DeKalb County, GA — The DeKalb County Voter Registration and Elections office is in the process of recounting ballots from all 40 precincts in county commission District 2. 

The ballots are being rescanned today, May 28, at the VRE office on Memorial Drive as candidates, county commissioners, elections staff, members of the public and members of the State Elections Board look on. 

The process was set to begin at 9 a.m on Saturday. As of about noon, the recount had not officially started. The staff was scanning a sample of test ballots to test the machines throughout the day. The recount began around 4 p.m. as ballots were being rescanned. The recount is currently underway. 

“There was a technical glitch that did not completely remove a candidate from the reporting system, so when the votes were output they were misaligned to the candidates,” DeKalb Elections Board Chair Dele Lowman Smith said. “One candidate appeared to receive no votes.”

DeKalb County Commissioner District 2 candidate Michelle Long Spears said that during the primary on May 24, some precincts were reporting she received zero votes – including her own precinct. 

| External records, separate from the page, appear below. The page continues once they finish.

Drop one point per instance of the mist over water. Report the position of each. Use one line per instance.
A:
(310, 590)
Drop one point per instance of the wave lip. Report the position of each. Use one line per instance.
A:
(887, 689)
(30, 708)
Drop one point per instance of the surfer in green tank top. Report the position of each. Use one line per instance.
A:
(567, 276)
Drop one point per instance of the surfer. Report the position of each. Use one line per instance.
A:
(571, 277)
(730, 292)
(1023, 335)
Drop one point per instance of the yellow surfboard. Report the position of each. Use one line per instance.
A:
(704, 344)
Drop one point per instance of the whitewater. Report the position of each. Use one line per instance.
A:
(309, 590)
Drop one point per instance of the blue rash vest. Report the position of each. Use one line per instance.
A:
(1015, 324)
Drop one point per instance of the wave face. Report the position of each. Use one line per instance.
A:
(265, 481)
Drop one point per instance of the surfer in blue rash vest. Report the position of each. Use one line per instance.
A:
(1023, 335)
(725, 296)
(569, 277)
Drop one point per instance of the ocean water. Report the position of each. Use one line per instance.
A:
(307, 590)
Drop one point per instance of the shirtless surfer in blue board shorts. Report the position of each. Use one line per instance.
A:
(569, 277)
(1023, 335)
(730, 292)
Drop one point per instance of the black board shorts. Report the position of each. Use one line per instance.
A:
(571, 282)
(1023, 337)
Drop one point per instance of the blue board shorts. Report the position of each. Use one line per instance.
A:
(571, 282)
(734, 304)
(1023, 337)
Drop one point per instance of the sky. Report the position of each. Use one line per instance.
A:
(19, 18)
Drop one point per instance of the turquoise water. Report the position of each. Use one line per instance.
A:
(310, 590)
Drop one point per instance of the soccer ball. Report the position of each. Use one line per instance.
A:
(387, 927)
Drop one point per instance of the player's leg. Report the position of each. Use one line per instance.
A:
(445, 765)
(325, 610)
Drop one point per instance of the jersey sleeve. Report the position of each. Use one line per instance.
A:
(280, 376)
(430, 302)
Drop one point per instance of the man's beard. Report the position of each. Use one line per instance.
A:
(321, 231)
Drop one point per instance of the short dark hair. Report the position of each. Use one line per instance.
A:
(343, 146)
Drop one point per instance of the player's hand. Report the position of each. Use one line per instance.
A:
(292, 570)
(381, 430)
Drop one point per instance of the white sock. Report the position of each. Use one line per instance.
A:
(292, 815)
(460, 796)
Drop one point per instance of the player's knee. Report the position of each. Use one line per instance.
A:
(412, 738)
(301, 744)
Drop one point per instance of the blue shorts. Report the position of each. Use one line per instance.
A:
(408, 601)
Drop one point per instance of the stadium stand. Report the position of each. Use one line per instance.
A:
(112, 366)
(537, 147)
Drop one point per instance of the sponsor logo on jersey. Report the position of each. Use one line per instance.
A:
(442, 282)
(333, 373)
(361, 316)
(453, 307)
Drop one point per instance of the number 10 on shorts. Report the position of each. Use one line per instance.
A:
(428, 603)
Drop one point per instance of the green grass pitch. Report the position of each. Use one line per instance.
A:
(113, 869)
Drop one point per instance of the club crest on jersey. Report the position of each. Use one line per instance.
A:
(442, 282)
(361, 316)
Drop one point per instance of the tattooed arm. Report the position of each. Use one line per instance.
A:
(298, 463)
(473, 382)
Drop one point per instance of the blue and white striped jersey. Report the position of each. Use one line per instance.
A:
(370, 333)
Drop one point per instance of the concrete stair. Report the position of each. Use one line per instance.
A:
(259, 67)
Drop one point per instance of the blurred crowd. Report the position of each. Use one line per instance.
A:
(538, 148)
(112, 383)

Elections staff reviewed several precincts and confirmed that Spears had received votes and staff investigated why this error occurred. 

“We believe we’ve come to understand what the cause of that error is, but now we want to retabulate those ballots to be clear about who received how many votes,” Lowman Smith said.

Four candidates initially qualified for the District 2 seat. Marshall Orson, Lauren Alexander and Spears are still in the race. 

Don Broussard dropped out of the race for DeKalb Commissioner District 2. That withdrawal caused a mistake in the programming of the precinct scanner and led to inaccurate vote counts for two candidates.

“It was trying to fit results for three people into four slots, so one person appeared to have received zero votes, and other people were attributed, in the report, votes that actually were not theirs so we have to align those votes to the proper candidates,” Lowman Smith said.

Broussard was not on the ballot for early voting. 

“They withdrew before any votes were tabulated,” Lowman Smith said. “The ballot was already constructed before they withdrew, but they were not on the ballot when votes were tabulated. Obviously, that complicates things because we have a process, and we have to move forward it and then to go in and remove a candidate sometimes throws things off.”

Election workers run test ballots through voting machines during the DeKalb County Commission District 2 recount on Saturday, May 28, 2022. Photo by Dean Hesse.

On Election Day, the ballots were tabulated and every vote that was cast was counted, she added. 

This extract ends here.